By Michael G. Houlis,
Theologian, Professor, Special Associate of the Holy Metropolis of Syros
Over the past few years, there has been an unnecessary return to essays and articles at the forefront of research, even by various positive scientists, on the old, misunderstood topic of the “enmity” between Science and Faith, or, Logic and Religion.
This phenomenon is being fuelled once again, mostly by representatives of the positive sciences, with quite a number of new and more heated books opposed to Christianity, but also by circles of the more conservative Protestants of America, who are opposed to the contemporary findings of Biology, Astronomy, Physics, etc. with their verbatim interpretation of the first Chapter of the Holy Bible (Genesis) and who are also against certain branches of Science with scientific and religious criteria.

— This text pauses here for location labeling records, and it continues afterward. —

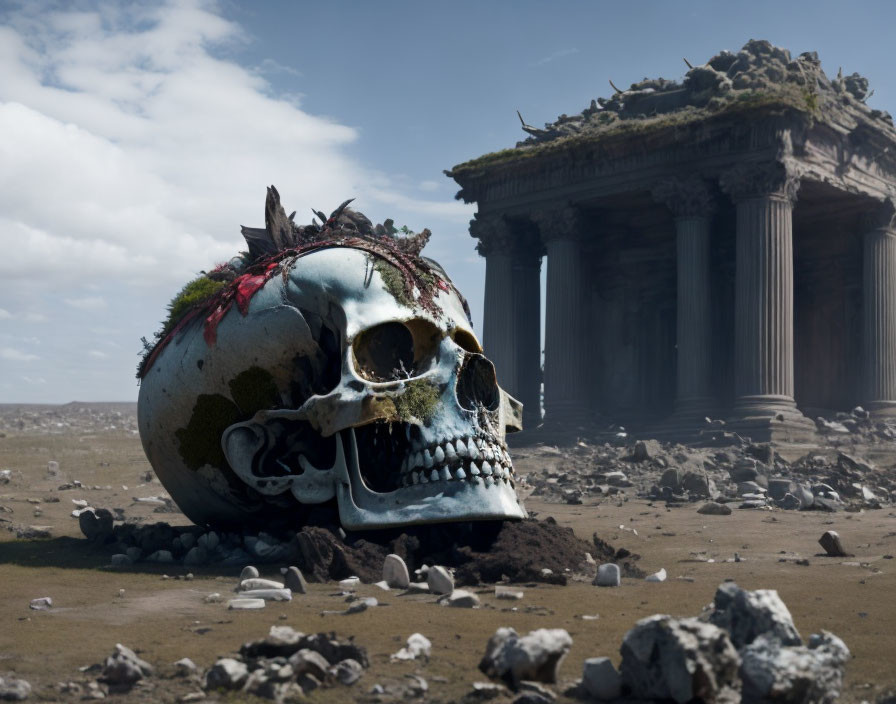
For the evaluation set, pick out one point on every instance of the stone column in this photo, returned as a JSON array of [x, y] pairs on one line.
[[691, 204], [763, 364], [527, 298], [879, 293], [565, 394], [499, 334]]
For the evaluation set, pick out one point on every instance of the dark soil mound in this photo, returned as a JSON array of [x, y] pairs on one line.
[[480, 552]]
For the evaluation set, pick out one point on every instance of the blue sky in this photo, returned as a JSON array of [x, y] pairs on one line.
[[136, 138]]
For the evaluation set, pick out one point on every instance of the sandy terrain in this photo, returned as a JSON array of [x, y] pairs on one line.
[[167, 619]]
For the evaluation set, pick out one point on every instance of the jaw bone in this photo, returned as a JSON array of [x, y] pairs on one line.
[[436, 502]]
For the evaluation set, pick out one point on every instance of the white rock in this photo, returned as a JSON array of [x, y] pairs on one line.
[[679, 659], [535, 656], [245, 604], [249, 572], [395, 572], [227, 673], [440, 580], [418, 646], [656, 576], [461, 598], [256, 583], [43, 603], [267, 594], [608, 575], [185, 667], [748, 614], [507, 593], [601, 680]]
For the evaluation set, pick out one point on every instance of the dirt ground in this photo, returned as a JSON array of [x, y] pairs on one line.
[[167, 619]]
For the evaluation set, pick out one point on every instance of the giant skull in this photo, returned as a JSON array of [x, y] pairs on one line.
[[329, 385]]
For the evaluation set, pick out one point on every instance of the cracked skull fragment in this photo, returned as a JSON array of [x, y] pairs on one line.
[[329, 368]]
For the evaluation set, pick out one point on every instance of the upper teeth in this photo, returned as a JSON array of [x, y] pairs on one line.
[[457, 459]]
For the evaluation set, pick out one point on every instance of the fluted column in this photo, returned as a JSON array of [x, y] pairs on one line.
[[764, 195], [690, 202], [527, 295], [879, 293], [565, 394], [499, 329]]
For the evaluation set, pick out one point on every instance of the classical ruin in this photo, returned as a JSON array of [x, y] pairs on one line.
[[722, 247]]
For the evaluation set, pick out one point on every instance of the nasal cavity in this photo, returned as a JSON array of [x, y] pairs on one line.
[[477, 385]]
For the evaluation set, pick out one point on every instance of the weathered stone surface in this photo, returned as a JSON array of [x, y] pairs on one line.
[[749, 614], [440, 580], [295, 581], [96, 524], [794, 674], [535, 656], [711, 508], [14, 690], [679, 659], [830, 541], [395, 572], [608, 575], [226, 673], [123, 668], [601, 680]]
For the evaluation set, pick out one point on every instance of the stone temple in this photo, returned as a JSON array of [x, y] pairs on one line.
[[719, 247]]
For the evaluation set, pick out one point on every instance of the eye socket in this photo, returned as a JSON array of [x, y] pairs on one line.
[[466, 340], [393, 350]]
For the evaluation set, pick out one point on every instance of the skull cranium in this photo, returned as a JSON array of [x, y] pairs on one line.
[[334, 386]]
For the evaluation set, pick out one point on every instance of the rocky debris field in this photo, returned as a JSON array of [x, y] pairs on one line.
[[622, 586]]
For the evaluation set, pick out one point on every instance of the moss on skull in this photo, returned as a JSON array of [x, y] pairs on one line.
[[254, 389], [419, 400], [200, 441]]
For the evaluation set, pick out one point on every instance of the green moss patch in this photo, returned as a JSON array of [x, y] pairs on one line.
[[253, 390], [419, 400], [200, 441]]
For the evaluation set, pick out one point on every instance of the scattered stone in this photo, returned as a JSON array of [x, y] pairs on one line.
[[462, 598], [656, 576], [418, 646], [711, 508], [535, 656], [601, 680], [395, 572], [255, 583], [185, 667], [349, 584], [295, 582], [830, 541], [227, 673], [502, 592], [14, 690], [123, 668], [802, 675], [267, 594], [679, 659], [245, 604], [608, 575], [440, 580], [749, 614]]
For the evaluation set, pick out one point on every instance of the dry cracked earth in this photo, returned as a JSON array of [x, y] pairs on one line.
[[164, 616]]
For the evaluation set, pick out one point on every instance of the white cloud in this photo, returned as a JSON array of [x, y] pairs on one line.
[[87, 303], [14, 355]]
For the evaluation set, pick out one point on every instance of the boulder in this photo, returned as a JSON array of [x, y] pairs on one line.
[[679, 659], [535, 656], [795, 674], [748, 614]]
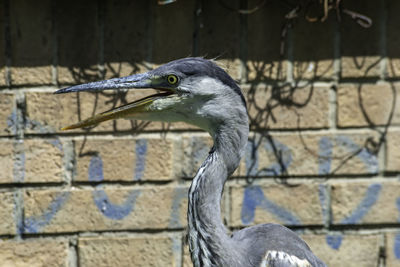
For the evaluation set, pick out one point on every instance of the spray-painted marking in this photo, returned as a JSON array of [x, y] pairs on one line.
[[114, 211], [370, 198], [323, 195], [19, 161], [100, 197], [254, 197], [334, 241], [324, 156], [12, 122], [396, 246], [274, 169], [370, 160], [141, 152], [34, 224]]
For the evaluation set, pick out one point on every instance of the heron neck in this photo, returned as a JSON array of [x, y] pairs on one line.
[[208, 239]]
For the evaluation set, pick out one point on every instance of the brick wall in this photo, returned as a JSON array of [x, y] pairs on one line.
[[323, 156]]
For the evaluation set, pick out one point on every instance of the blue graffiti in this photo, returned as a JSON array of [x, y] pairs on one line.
[[334, 241], [370, 198], [325, 156], [141, 151], [114, 211], [100, 198], [96, 169], [19, 162], [253, 197], [12, 122], [35, 223], [323, 199], [180, 193], [396, 247]]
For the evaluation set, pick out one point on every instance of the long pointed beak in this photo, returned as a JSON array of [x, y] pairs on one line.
[[134, 81], [131, 110], [126, 111]]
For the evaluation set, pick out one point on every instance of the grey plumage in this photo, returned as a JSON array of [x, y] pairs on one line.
[[199, 92]]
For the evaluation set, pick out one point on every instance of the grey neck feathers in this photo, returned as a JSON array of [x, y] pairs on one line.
[[208, 240]]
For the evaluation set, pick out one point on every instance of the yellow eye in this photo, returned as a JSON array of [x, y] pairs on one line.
[[172, 79]]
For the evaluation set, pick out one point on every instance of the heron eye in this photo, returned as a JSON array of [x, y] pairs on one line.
[[172, 79]]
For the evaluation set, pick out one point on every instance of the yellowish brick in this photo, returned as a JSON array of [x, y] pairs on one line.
[[310, 154], [368, 105], [43, 160], [99, 210], [7, 213], [124, 160], [307, 107], [6, 161], [393, 249], [298, 205], [129, 251], [7, 114], [345, 250], [365, 202], [393, 151], [38, 253]]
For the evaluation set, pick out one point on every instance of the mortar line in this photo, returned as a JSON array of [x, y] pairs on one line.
[[7, 42], [73, 252]]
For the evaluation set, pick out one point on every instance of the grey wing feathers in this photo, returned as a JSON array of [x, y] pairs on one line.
[[275, 246]]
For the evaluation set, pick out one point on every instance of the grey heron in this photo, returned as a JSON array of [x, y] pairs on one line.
[[197, 91]]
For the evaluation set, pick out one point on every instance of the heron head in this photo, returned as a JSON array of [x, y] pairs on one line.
[[192, 90]]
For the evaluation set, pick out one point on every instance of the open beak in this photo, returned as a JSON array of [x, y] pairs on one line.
[[127, 111]]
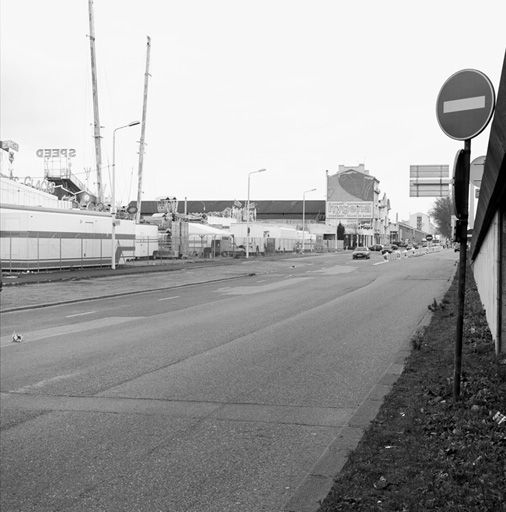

We must make it clear from the very start, that Theology and Science do not oppose each other by nature, given that Science concerns itself with the structure and the functions of Nature, whereas Theology deals with God’s revealed truth and with the Holy-Spiritual meaning of Life. Science can answer questions about how the world and the universe are made, but it cannot of course answer the questions of who created the universe and why. These last questions are the business of Theology and by extension, of the Church. The great contemporary scientist Stephen Hawkins had stated that “even if science could manage to explain everything that happened from the birth of the universe to this day, it will not be able to explain why” (Focus magazine, vol.2, April 2000, p.80-84).